Operating a pedicab used to be cheap and easy. A person could make a buck with little or no overhead and without restrictive, burdensome regulations.
That’s no longer true in some Valley cities that have approved ordinances limiting who can operate pedicabs on their streets. Scottsdale is the latest to tighten its rules, joining Phoenix and Glendale. No other Valley municipality regulates pedicabs.
To continue doing business in Scottsdale, pedicab operators must have a valid Arizona driver’s license, maintain insurance and adhere to regulations pertaining to the safety and visibility of the pedicab. The ordinance, which became law on May 9, includes penalties for non-compliance but does not specify any inspections.
Phoenix’s ordinance, which went into effect in August 2008, was in response to concerns and complaints from downtown stakeholders and patrons regarding pedicab activity, city spokeswoman Sina Matthes said. The ordinance is stricter than Scottsdale’s, requiring Police Department inspections and inspection tags.
Glendale’s ordinance, which became law in late 2007, requires a city-issued license and limits the hours of operation and what roads can be used by operators, said Sgt. Jay O’Neill of the Glendale Police Department.

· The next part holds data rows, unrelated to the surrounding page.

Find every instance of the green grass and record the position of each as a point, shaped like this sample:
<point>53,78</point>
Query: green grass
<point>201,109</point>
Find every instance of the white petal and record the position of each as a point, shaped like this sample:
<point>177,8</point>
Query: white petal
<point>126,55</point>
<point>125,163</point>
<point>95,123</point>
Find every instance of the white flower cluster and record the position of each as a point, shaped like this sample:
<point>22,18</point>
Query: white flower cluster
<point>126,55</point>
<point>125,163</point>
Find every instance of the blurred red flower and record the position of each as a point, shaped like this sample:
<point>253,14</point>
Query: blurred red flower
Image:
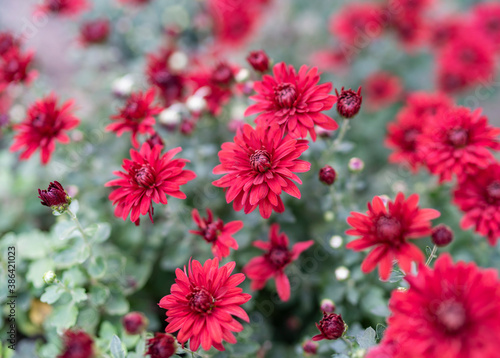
<point>94,32</point>
<point>272,264</point>
<point>465,61</point>
<point>456,141</point>
<point>388,231</point>
<point>486,19</point>
<point>149,177</point>
<point>258,166</point>
<point>356,24</point>
<point>218,81</point>
<point>14,68</point>
<point>217,233</point>
<point>136,116</point>
<point>479,197</point>
<point>168,81</point>
<point>77,344</point>
<point>64,7</point>
<point>410,122</point>
<point>293,100</point>
<point>45,124</point>
<point>202,303</point>
<point>449,311</point>
<point>381,89</point>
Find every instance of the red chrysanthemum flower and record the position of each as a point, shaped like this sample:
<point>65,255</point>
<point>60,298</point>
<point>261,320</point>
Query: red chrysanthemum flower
<point>448,29</point>
<point>273,263</point>
<point>14,68</point>
<point>65,7</point>
<point>410,123</point>
<point>451,311</point>
<point>293,100</point>
<point>149,177</point>
<point>94,32</point>
<point>356,21</point>
<point>456,141</point>
<point>217,233</point>
<point>332,60</point>
<point>465,61</point>
<point>161,346</point>
<point>170,83</point>
<point>219,82</point>
<point>258,166</point>
<point>487,21</point>
<point>331,326</point>
<point>135,2</point>
<point>381,90</point>
<point>7,42</point>
<point>388,231</point>
<point>479,197</point>
<point>45,124</point>
<point>202,302</point>
<point>77,344</point>
<point>136,116</point>
<point>234,21</point>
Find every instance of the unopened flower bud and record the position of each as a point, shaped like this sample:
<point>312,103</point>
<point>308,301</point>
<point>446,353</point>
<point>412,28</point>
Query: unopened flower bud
<point>327,305</point>
<point>258,60</point>
<point>49,277</point>
<point>310,347</point>
<point>442,235</point>
<point>327,175</point>
<point>332,327</point>
<point>356,165</point>
<point>134,323</point>
<point>348,102</point>
<point>55,197</point>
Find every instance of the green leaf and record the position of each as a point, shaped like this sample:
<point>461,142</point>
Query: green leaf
<point>77,253</point>
<point>97,267</point>
<point>52,294</point>
<point>117,304</point>
<point>367,338</point>
<point>64,317</point>
<point>98,295</point>
<point>380,329</point>
<point>65,230</point>
<point>36,271</point>
<point>98,232</point>
<point>79,295</point>
<point>116,348</point>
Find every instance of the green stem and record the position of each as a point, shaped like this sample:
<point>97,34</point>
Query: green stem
<point>80,228</point>
<point>343,130</point>
<point>431,256</point>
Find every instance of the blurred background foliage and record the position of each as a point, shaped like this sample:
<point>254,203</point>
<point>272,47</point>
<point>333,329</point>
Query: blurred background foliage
<point>132,268</point>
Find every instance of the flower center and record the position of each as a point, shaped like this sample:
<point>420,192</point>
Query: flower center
<point>200,300</point>
<point>213,230</point>
<point>410,139</point>
<point>458,137</point>
<point>493,190</point>
<point>144,176</point>
<point>388,228</point>
<point>451,315</point>
<point>55,5</point>
<point>279,256</point>
<point>260,160</point>
<point>222,75</point>
<point>285,94</point>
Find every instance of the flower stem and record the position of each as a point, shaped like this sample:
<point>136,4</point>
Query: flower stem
<point>431,256</point>
<point>343,130</point>
<point>80,228</point>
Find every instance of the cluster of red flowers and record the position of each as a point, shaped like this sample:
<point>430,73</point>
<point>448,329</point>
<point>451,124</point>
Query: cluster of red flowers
<point>450,311</point>
<point>14,63</point>
<point>452,141</point>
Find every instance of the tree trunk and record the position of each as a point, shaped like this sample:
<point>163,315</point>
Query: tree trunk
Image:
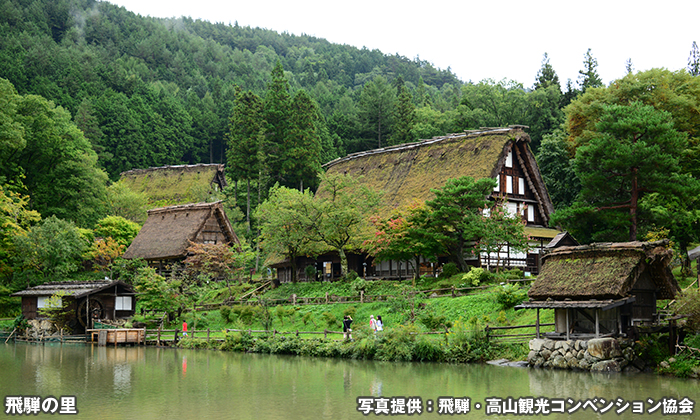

Pedicabs are a popular mode of transportation in downtown Phoenix and Glendale for sports and cultural events. In Scottsdale, they’re popular among those shopping downtown and are especially used in the evening by those flitting among restaurants and nightspots.
Scottsdale’s ordinance was prompted by a Jan. 4 crash involving a suspected drunken driver and a pedicab trailer on Scottsdale Road near Rose Lane. The two pedicab passengers suffered serious head and spine injuries.
Scottsdale police determined that there were no mechanical or safety violations.
Numerous operators told Scottsdale officials the regulations, especially the license requirement, would push them and others out of business. They said the regulations would give pedicab companies a competitive advantage over independent operators who lost their driver’s licenses and are trying to make a living.